UX RESEARCH, CONTENT STRATEGY
Houghton Mifflin Harcourt wanted to build a subscription-based product for its nascent early-learning brand Curious World. The executive team worked to retrofit a product idea to a fixed business model. Nothing fit the glass slipper.
What I did
I jumped in as strategist to introduce design-thinking tactics. On day one, I mapped out Houghton Mifflin’s early learning ecosystem to help the team ask the right questions. It was evident that some ideas cannibalized existing products. If there was friction, we swept those ideas off the table. Next, I looked for early-learning products that could inform a Curious World strategy. REAL was a researched and popular school product. It provided evaluation tools to measure growth milestones. Bam!
I spent the next few days conducting an external early learning competitive audit. The most trusted children’s brands already hosted sites about milestones. (No reason to play catch-up there.) What was missing? There were no products that made those milestones (or skills) measurable in daily context. On a dime, Curious World could be an app that let parents assess on the go. Can your child balance on one foot for 9 seconds? Tap yes to track against health and well-being. Can your child identify stop signs on the way to school? Tap yes to track against family and community.

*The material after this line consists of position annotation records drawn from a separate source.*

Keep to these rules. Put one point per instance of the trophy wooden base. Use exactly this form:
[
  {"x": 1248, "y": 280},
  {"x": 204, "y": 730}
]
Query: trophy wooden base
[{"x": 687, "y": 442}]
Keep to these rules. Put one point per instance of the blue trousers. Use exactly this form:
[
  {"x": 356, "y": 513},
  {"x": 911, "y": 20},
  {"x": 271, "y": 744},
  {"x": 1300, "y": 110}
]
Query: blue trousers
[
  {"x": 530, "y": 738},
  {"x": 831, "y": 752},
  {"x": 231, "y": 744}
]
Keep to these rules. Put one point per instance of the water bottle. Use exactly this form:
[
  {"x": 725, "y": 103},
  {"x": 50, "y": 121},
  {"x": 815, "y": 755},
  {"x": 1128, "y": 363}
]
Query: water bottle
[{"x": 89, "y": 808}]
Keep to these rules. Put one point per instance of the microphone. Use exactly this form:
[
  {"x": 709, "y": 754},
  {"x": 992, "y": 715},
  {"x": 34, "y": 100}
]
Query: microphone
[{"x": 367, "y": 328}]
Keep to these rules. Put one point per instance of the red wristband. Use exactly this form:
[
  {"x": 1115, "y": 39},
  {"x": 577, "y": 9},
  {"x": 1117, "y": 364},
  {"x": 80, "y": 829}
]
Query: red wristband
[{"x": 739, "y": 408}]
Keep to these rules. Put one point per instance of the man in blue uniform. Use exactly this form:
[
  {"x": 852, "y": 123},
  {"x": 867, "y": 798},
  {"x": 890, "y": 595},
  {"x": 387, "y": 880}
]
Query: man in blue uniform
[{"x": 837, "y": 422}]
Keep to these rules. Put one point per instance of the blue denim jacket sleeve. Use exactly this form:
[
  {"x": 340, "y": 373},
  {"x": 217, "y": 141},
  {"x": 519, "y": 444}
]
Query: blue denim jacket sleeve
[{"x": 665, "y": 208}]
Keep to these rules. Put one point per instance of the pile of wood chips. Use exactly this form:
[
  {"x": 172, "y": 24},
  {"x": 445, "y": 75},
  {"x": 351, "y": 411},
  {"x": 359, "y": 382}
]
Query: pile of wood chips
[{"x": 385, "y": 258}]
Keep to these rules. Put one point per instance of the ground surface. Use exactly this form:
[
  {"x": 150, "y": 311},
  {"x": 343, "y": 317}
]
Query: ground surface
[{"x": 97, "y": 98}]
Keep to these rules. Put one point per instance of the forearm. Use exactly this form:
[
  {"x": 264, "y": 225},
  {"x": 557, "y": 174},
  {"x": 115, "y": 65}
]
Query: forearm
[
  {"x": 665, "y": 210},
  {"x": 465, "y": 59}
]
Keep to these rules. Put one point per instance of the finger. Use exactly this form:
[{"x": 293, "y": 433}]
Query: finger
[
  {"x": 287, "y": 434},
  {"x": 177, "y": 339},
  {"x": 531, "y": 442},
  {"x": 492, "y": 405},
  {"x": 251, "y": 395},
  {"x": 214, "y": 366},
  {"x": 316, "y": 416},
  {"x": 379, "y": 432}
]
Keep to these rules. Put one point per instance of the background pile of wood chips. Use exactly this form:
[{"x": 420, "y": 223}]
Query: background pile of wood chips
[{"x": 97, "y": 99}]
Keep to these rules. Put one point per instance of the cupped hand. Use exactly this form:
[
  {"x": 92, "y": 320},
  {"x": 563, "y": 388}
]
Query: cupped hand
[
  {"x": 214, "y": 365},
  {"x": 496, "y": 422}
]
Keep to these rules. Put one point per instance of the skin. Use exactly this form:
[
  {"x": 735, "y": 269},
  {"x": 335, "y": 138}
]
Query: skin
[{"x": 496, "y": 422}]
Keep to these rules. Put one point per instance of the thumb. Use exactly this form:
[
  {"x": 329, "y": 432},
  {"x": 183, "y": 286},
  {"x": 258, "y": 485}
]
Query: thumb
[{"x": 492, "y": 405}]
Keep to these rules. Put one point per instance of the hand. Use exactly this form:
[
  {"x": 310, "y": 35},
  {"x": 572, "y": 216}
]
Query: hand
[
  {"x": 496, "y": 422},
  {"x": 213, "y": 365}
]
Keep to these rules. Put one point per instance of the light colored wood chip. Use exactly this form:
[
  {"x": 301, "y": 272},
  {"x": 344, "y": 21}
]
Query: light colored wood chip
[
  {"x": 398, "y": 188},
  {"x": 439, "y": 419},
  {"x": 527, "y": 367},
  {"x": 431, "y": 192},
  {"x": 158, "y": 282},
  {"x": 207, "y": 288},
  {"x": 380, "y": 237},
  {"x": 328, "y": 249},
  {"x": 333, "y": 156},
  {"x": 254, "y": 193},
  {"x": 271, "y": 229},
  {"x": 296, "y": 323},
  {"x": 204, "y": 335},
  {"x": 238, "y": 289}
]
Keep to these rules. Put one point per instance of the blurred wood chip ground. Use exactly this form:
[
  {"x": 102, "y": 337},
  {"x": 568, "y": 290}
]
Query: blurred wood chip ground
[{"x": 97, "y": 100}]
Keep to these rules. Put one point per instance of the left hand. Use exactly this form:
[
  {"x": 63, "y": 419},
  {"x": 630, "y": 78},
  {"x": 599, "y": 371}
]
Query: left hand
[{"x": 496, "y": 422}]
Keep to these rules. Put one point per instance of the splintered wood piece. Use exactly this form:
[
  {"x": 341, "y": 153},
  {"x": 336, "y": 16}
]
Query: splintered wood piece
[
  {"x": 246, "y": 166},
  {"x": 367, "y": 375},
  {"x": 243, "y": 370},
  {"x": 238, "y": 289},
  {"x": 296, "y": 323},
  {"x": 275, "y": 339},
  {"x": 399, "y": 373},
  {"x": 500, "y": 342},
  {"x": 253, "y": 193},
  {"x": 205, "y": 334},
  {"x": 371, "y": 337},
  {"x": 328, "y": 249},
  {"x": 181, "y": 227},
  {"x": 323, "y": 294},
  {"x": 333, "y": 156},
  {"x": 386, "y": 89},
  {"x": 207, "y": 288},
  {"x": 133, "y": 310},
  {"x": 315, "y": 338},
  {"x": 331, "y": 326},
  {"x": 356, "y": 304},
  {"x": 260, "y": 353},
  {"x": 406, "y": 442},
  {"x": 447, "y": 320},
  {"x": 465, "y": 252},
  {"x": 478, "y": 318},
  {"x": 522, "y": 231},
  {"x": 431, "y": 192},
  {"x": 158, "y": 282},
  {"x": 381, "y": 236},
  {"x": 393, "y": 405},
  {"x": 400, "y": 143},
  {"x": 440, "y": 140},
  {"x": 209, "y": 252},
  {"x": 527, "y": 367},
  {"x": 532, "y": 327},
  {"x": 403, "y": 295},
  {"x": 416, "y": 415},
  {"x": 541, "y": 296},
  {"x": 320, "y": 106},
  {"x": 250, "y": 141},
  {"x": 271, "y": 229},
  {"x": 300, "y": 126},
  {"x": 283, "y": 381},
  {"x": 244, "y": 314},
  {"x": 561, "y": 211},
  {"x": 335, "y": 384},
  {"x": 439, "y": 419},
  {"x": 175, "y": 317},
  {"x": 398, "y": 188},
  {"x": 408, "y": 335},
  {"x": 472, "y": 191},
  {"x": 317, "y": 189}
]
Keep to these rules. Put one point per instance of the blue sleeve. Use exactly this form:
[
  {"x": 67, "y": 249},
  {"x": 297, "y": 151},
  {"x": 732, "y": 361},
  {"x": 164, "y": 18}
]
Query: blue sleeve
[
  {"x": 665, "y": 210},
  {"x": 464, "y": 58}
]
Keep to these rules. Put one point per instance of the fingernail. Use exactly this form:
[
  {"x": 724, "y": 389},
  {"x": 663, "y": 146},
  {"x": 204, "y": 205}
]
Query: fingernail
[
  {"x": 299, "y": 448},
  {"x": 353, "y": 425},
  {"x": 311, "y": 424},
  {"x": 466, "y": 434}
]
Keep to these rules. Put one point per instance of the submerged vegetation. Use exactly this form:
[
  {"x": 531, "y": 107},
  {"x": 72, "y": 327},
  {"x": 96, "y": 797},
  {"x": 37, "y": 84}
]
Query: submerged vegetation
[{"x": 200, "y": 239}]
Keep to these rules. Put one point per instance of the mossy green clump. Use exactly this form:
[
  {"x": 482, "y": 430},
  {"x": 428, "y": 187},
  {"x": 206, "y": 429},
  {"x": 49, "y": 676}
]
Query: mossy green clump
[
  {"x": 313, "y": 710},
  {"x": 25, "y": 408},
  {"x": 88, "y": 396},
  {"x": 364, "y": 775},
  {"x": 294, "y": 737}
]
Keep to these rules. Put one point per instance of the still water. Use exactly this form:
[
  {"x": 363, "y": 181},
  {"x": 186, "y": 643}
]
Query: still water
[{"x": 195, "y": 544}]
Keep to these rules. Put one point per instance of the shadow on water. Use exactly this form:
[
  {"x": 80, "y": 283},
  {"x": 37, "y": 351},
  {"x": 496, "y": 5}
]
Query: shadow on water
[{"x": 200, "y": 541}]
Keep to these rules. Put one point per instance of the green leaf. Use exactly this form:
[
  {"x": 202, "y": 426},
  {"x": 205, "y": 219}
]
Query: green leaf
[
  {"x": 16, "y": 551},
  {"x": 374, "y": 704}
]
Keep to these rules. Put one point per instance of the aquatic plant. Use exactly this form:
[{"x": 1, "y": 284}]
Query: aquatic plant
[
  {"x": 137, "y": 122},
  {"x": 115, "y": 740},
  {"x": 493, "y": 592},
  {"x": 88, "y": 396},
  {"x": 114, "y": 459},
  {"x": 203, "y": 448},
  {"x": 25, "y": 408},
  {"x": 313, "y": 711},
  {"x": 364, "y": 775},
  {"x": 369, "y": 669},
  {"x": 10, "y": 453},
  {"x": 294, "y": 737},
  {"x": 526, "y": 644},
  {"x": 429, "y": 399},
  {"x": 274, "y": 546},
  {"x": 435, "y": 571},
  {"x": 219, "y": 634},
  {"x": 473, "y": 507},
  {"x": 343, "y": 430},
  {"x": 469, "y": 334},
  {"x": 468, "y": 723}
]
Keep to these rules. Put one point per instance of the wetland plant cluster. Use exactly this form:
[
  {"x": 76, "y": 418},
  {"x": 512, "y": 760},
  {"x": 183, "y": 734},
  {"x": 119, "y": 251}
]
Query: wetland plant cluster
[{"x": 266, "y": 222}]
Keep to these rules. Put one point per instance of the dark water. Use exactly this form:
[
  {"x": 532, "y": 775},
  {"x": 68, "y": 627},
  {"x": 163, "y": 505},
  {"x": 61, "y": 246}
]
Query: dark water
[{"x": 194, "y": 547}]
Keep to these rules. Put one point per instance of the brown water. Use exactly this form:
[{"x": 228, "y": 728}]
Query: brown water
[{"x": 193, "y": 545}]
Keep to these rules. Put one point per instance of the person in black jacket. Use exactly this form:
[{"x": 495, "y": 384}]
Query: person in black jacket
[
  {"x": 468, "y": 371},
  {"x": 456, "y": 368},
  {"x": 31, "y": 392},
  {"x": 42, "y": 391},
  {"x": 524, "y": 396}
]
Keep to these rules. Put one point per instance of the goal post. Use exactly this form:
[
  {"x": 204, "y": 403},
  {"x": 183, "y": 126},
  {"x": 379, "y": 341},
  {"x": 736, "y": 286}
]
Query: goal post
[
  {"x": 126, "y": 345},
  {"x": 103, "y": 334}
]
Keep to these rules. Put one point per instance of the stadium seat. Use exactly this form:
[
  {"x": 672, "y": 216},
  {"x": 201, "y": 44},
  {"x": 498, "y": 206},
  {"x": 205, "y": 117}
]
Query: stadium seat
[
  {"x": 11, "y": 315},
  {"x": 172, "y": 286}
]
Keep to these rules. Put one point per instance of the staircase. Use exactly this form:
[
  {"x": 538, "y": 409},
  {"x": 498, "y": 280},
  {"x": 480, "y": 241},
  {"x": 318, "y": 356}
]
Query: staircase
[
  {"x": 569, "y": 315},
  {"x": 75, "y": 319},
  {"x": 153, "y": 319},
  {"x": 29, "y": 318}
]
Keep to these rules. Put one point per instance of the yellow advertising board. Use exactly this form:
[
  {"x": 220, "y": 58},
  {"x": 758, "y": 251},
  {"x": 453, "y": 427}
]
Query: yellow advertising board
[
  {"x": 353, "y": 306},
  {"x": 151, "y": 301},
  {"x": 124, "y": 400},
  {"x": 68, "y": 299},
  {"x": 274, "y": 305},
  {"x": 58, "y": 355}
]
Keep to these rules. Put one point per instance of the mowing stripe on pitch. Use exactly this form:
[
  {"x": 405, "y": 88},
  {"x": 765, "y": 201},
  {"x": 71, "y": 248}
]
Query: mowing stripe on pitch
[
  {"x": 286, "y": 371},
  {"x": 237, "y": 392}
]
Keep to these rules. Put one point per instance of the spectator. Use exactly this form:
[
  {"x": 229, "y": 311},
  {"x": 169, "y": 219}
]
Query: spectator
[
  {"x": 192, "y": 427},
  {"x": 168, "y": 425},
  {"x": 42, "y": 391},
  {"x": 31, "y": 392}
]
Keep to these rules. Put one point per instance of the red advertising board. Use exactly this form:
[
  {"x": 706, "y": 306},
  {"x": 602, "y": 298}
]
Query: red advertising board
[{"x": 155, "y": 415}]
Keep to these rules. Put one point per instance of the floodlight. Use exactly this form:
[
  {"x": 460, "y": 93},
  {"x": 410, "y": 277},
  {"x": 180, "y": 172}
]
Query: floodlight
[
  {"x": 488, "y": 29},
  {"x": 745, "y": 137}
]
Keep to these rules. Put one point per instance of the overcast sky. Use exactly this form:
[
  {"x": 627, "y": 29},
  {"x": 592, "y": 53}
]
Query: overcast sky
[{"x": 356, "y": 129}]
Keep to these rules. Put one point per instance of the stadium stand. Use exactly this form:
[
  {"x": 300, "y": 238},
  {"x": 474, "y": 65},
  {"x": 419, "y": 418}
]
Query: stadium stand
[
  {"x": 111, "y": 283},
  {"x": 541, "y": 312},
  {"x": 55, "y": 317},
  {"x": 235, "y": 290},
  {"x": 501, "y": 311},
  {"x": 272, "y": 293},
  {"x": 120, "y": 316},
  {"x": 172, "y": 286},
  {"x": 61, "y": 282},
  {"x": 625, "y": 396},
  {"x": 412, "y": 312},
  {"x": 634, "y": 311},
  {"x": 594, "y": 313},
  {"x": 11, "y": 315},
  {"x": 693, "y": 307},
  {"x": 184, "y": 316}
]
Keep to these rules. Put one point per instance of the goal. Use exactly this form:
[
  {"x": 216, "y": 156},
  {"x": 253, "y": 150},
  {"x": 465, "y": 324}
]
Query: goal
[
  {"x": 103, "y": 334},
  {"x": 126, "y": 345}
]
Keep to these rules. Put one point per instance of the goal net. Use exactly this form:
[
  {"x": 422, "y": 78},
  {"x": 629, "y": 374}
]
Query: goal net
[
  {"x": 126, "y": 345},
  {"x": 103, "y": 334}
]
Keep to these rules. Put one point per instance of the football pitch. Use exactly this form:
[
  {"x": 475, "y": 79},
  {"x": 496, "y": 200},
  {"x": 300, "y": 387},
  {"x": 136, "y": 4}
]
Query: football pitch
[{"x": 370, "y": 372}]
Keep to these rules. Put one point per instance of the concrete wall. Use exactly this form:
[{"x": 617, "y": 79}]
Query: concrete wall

Based on REAL, I proposed hundreds of tiny ‘joint-engagement’ activities for parents and kids. Each was aligned to one or more learning areas. These learning areas became the common framework across Houghton’s consumer and educational products.
I crafted wireframes to show how it might look.
DESIGN (OR, WHAT HAPPENED NEXT?)
In the end, Curious World wasn’t built on a dime. With a solid framework in place, an expanded budget made it feasible to support a subscription model. Now we could license and create content aligned to learning areas. At that point, I pivoted. I identified the first wave of content to be licensed and ingested—setting the tone for the app’s voice and style. Thereafter, I directed content strategy, defining tagging and recommendation logic to ensure that kids got a balanced diet of skill-building activities.
The marketing and product development teams conducted frequent testing. Messaging from parents was consistent. There’s a lot of free content available to kids. But being able to track against learning areas made it subscription-worthy.
In testing, a parent watched her child play with the app. While it was a good experience, she commented that she wouldn’t pay a monthly fee for it. When we revealed the learning ‘donut’ on a parent dashboard, she remarked, “Why didn’t you show me this first? I would pay at least $10 a month for that.”
Launched in October 2015, the Curious World subscription app features hundreds of learning-aligned games, videos, and ebooks.
The addition of a parents’ portal makes this app stand out from others purporting to be educational experiences for kids.”